2007年11月25日日曜日

飛んでしまった彼女

 彼女はさっきからしきりに鏡を気にしている。
「何を気にしてるの?」
 と僕が聞くと
「うん、ちょっと」
 と言って詳しくは教えてくれなかった。
 僕は時々彼女が分からなくなる。
 付き合い初めの頃から、その傾向はあった。
 どういうきっかけでそれが訪れるのか分からないけれど、彼女はふとした瞬間に何か別のことを考えていて、会話中であろうが、散歩中だろうが、テレビを見ている間だろうが、おかまいなしに意識をどこかへ持って行かれてしまっているのだ。
 僕が「どうしたの?」とか「何考えてるの?」とか聞いてみても、そう言う時はどうにも煮え切らないような返事しか返ってこない。
 彼女のその反応に僕は不安になることがある。
 僕と一緒にいるのがつまらないのだろうか? あるいは僕と一緒にいながら他の誰かのことを考えたりしているのではないだろうか?
 僕はどうしても気になるのでその症状について確認してみようと思い、彼女に聞いてみたことがあるのだけれど、彼女は案外あっけらかんとして答えた。
「ああ、私飛んじゃう時があるの。でも気にしないで。

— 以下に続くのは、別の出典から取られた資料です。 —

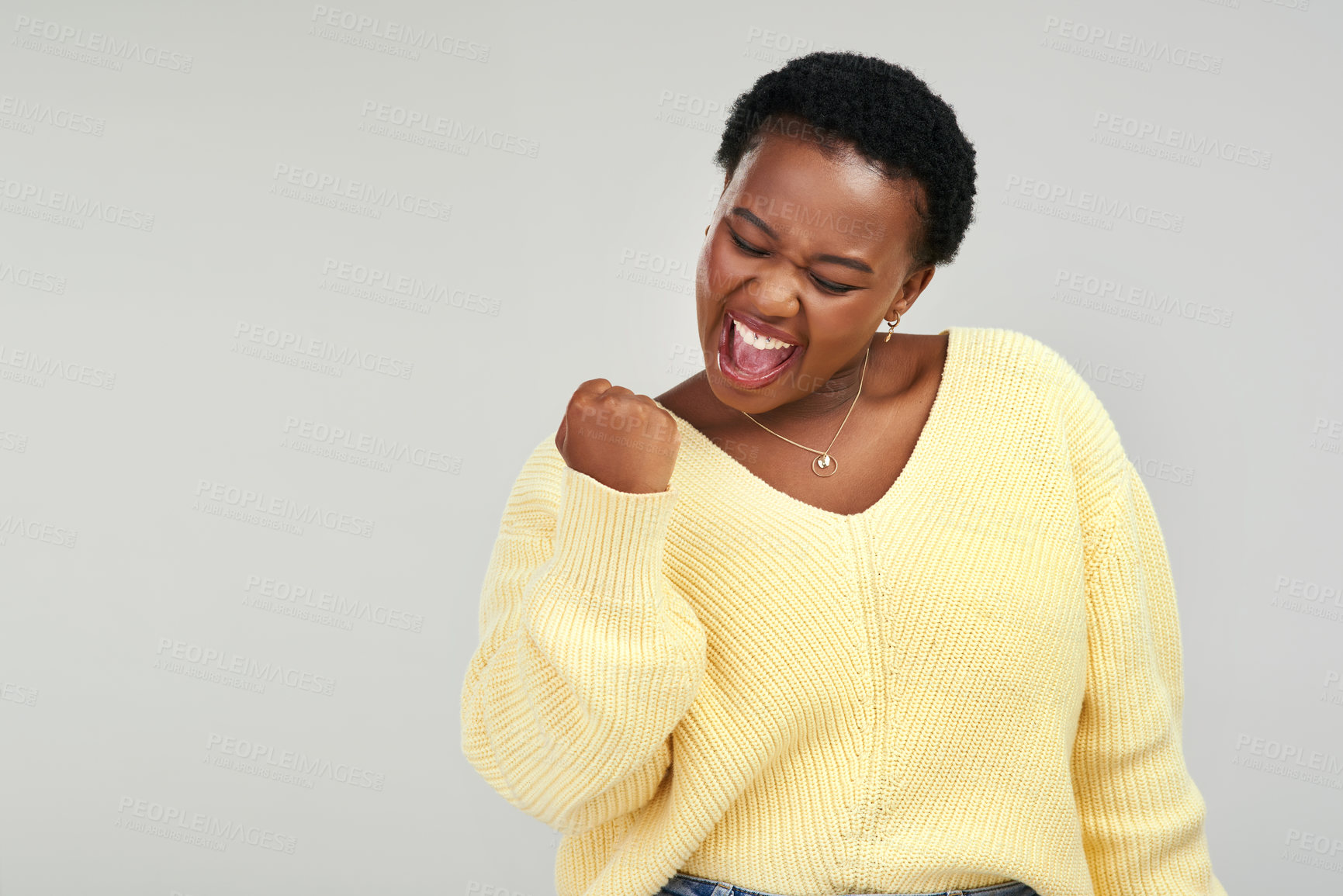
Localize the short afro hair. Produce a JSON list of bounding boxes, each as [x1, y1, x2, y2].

それで何がどう悪くなるという訳でもないから」
 それでも、彼女が『飛んじゃう』と言った時の表情はその瞬間だけ真剣で、前後の流れから切り離されてまるで別の顔写真を埋め込まれたみたいに違う顔になった。
「飛んじゃうの?」
「うん。ちょっとだけね」
 彼女は親指と人差し指の間に狭い空間を作り、片目をつぶって指の隙間から僕の顔を覗き込んだ。その表情はとてもかわいらしくて、僕はまあいいか、とその時は思ってしまうのだ。
 しかし、『ちょっと、飛んじゃう』とは一体なんなのだろう。
 彼女は僕の質問には答えてくれたのだけど、その回答はとても僕の理解を超えたものだ。
「飛んじゃうって、何か別のことを考えているということなのかな?」
 僕はまた別の機会に聞いてみた。
 彼女は一瞬、何の話かと首を傾げたけれど、すぐに思い当たったようだった。
「やっぱり気になる?」
「ちょっとね」
 と僕は答えた。
「どうやら翔君は私のスマイルじゃごまかしきれないみたいね」
 と言って彼女はいつものスマイルを披露した。その威力は十分で、僕はうっかり「まあいいけど」と言いそうになった。
「私にもうまく説明できないのよね。何を考えているのって言われると何も考えていないんだけど、ああいう時って、記憶もずいぶん怪しくなるのよね」
「記憶が? 覚えてないってこと?」
「そうみたい。人から指摘されてやっと気付いたんだけどね」
「それってやっぱり色々と困るんじゃない? こないだは何も悪くなることは無いって言ってたけど」
「そんなことないよ。案外世の中どうとでもなるものよ」
「そうなの?」
「試してみたらいいよ。一度聞いた話を全部忘れたことにして、その話をした相手とどういう風に会話のつじつまを合わせたらいいか、そしてもう一度同じことを相手に言わせるにはどういう風に会話を運べばいいか、実験してみるの」
「……僕にはとても出来そうにない」
「他に選択肢が無ければやれるようになるものよ」
「そうか。でもどうしてそうなっちゃたんだろうね」
 僕がそう言うと彼女はふうっと一つ息を吐いた。
「みんな同じこと聞くんだよなあ。それがうっとうしくてごまかしてたんだけど。ひとこと言えるとしたら、それが私なの。理由なんか判らないわよ」
 そういって僕を見る彼女の表情にははっきりとした確信めいたものが浮かんでいた。
「わかった。もう聞かないよ」
 僕がそう言うと彼女はほっとしたようで、いつもと少し違うスマイルを見せてくれた。そして僕らはデートの続きをする為に並んで歩き始めた。そこで僕はうっかり余計なことを聞いてしまった。
「みんなってやっぱり元カレとか?」
 そのとき彼女は既にどこかへ『飛んで』いて、僕の言葉は聞こえないようだった。